Bank regulation to prevent another crash recedes into the distance
February 1st, 2013Quietly, with no fanfare and no headlines, the banks are steadily chipping away at the measures, meagre and delayed as they already are, designed to prevent another global financial crash. First, the capital adequacy ratios – the financial reserves that have be held to prevent or absorb any run on the bank that might develop – have been drastically weakened as a result of bank lobbying behind the scenes. At the time of the great crash of 2008-9 the level of tier 1 capital that had to be held in relation to a bank’s total risk-weighted credit exposures stood at 2.5%, which is fatally low. The new Basel III level set by international regulators in 2011 (revised slightly in June 2012)was still only 4%, well short of the 7% or even 10% demanded by reformers. Thus it took 4 years after the crash for even the slightest (and inadequate) tightening of the rules. However, worse was to follow.
The pusillanimity of the new capital reserve requirements was accompanied by almost unbelievable procrastination. It was decided that the new rules would not apply till 2019, as though the risk of a fresh crash could attend upon the convenience of the bankers. As if this was not bad enough, Osborne, desperate to get the banks lending to industry to re-start growth, conceded to the banks that the ratio would be reduced from 4% to 3%, thus reopening the very real risk of another disastrous run on a weak bank. The banks, true to form, responded to this inordinate and dangerous concession by increasing their lending to industry virtually not at all. To cap it all, the capital adequacy ratio isn’t anyway fit for purpose by itself since under the Basel reform proposals it wasn’t combined with a leverage ratio which (unlike capital adequacy formulae) really would predict the probability that a bank would fail.
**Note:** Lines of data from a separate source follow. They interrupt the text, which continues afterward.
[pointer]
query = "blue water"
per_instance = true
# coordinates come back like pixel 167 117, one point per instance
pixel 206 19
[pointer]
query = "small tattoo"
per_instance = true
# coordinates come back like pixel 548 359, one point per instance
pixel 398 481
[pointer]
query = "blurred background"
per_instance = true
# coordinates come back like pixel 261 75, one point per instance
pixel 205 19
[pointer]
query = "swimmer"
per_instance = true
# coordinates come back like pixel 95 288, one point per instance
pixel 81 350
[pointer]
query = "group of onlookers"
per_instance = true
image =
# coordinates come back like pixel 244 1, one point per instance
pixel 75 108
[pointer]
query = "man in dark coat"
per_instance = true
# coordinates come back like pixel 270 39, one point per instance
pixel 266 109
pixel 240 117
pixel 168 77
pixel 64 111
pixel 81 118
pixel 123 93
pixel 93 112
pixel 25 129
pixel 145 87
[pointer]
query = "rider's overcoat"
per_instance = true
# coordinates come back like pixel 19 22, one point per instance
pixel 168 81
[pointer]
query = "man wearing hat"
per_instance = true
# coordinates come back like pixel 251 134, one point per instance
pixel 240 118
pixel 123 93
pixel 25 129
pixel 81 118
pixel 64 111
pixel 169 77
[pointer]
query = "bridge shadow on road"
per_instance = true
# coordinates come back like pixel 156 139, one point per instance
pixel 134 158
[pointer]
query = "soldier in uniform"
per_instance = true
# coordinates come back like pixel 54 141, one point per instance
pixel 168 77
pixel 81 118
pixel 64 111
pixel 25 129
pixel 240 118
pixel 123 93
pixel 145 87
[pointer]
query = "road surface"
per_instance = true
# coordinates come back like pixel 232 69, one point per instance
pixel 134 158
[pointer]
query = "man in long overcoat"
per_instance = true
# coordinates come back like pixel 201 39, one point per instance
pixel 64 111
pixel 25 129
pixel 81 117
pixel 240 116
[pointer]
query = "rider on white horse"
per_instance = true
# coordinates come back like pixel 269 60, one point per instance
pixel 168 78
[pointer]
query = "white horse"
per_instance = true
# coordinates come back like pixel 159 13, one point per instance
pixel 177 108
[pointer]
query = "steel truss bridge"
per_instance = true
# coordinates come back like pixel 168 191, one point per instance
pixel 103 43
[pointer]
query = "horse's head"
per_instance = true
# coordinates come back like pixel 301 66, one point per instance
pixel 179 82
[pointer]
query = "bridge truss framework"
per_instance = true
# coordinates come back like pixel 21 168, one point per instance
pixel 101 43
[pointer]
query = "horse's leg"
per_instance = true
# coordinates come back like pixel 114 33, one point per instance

Last month the rules were weakened further. The so-called liquidity coverage ratio – the second arm of the Basel III reforms requiring banks to hold enough cash and easy-to-sell assets to enable them to survive a short-term crisis – was softened by allowing them to hold a wider (and easier) variety of liquid assets towards their buffers and also by changing the calculation methods in ways that significantly reduce the liquidity buffers that have to held.
Now even the ring-fencing itself between the retail and investment arms of banks, as proposed by the Tory-commissioned Vickers report, is being seriously threatened. This UK report, which is still be implemented nearly 6 years after the crash, was reinforced by very similar recommendations of the EU Liikanen report last October. However, it’s not as though ring-fencing is anyway an adequate solution. Ring-fences (as opposed to a clean statutory break) are just too porous that can end up more like a string vest, a loophole which can easily be turned by City tricksters into a bolt-hole. Nevertheless that still hasn’t stopped the bankers demanding that ring-fencing is a step too far and should be quietly abandoned. Are the regulators and politicians utterly spineless?














February 1st, 2013 at 6:16 pm
To suggest they’re spineless is misleading. Given that politicians are dependent on favours from the banks or other big businesses to support them in any style post-politics it’s just not in their interest to bite the hands that they hope will one day feed. As for the regulators, well, they are drawn from the ranks of bankers themselves and they’re hardly going to be acting against their own interests. The fact is, by creaming off money from the rest of society the banksters can offer their co-conspirators access to a lifestyle previously reserved for kings and their consorts. What can the public offer by way of gratitude, a flat above the chip shop and a meagre pension? The whole system has to change. The power of money creation has to be taken back from the banksters and put into publicly accountable hands.